残ったマナを剣に込める。剣の内に宿る精霊の気配が、マナに反応し、冷気を放出し始めた。

(ふぅん、主は選ばない、いや、選べないのか)

 剣の内の精霊に意識を繋げつつ、雪路は剣先を槍に向ける。

 槍は、雪路に狙いを定め、銃弾のごとく向かってきた。

 ここからは自動対応だ。相手の速度と強度を自動解析した自分自身の無意識の動きにより、槍の最も強度が弱い部分を狙う。

 剣の刃がするりと、槍の穂先に入り込む。そして、切り裂く。獲物を捕らえた穂先は、しかし獲物に届くことなく、剣によって槍は二つに切り裂かれた。

 魔術式で作られた物質だ。調律で干渉すれば、土くれのように脆くなる。

(そして……これはおまけ!)

 雪路は素早く、今しがた槍を分解して取り込んだマナで、魔術式をくみ上げる。

 構築式、確認。マナの充足を確認。

精霊の力と自身の意識を連結する。

(ちょっとだけ力を借りるよ)

 おそらく届かないだろうが、一応断っておく。

 目の奥が、ちかちかと瞬いた。大気中の微小な何かが、剣に集めっていく気配がする。マナではない。アニマでもない。それ以外のエネルギー体が、確かにそこに居る。


 だが、深く考える時間はない。アポストロの動きを止めなければ、後々が面倒だ。

(―――魔術、起動)

 雪路が作り上げた魔術と、剣の内に宿る精霊の力を混ぜて作り上げられた精霊術が、起き上がりかけていたアポストロの両手と両足を一瞬で凍結させる。アポストロは驚いて暴れようとするが、彼女の両手足は地面に固定されている。

 動けないのだろう。

 アポストロの顔が真っ赤になる。四肢に力を込めるが、氷は砕けない。肩口にできた傷から、地面に血が滴るばかりだ。
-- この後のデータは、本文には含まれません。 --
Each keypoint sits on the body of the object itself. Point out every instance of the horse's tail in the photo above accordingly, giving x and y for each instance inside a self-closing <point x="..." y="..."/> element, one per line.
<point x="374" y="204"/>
 これでマナは完全に使い終わった。できれば少しでも余らせておきたかったが、仕方がない。


「ま。あとはお互い、死力を尽くして頑張って……」

 いつも通り軽口を叩こうとした雪路は、ふと空を仰ぐ。

 もう一つ、使徒―――いや、アポストロの気配に変化があった。しかも、その気配の近くに、先ほど出逢った精霊の少女のものもある。

 互いのマナと霊力は弾け、膨らみ、ぶつかり合ってまた弾ける。―――戦闘している。

 しかも、マナから構築された魔術式が、要所要所で書き換えられ、かき消されている。


 魔術式そのものに干渉できる力は、雪路の知る所ではあまり多くない。そして今、魔術式に干渉している手法は、雪路が良く知るものだった。

「調律……あの子、使い手だったのか?」


 世界の法則を壊す力があるように、世界の法則を正す力もある。

 それが、調律と呼ばれる、全ての世界に共通して存在している技術だ。なので、調律を誰かが使ったとしても、それに関しては特に雪路は驚かない。

 雪路が驚いたことは別にある。

「けど、ならなぜ……この世界はここまで異常に変化した……?」

 調律とは、『正す』技術だ。精霊が存在するのに、アニマが存在しない。人間はマナを視認できないのに、精霊術は扱える。


 僅か五時間で、この世界は一貫性がない、ちぐはぐだと分かる。

 ―――思考を中断するように、男の咆哮が辺りに轟いた。

 まるで大地そのものが怒りに吠えているようかのようだ。

「おっ……?」

 雪路はその場でよろついた。足元がふらついたのではなく、地面の微弱な揺れに足を取られたからだった。しかし、雪路は足元を見て目を瞠る。


「は?なにコレ……」

 声にこたえるように、先ほど、剣を通じて精霊の力を使用したときに見えた、光の粒が地上から噴き出した。それらが、咆哮のした方へと向かって行ったかと思えば、まるでベルトコンベアのように、地面そのものが動き始めたのだ。

 周辺の建物も、地面が動くのにつられて動いていく。


「わきゃ!」

 隣で尻餅をついたイライナが可愛らしい悲鳴を上げたが、無視する。

 兎角も、相変わらずアポストロが居る方へ行ってみようか。大地が集まっていく方向も、丁度同じなのだから。


 そのまま雪路は、異変の渦中へと駆け出した。

「あ、おい、待て!」

 イライナの呼び止める声がする。

 ちらと見れば、彼女は追ってこようとしているが、なまめかしく動く大地に足を取られて、うまく走れないらしい。

「危ないから、そこでじっとしていなよ、お嬢さん!」

 無駄だろうと思っていたが、軽く忠告する。

 その手に、イライナが所持している白い剣を握っていることを、雪路はすっかりと忘れていた。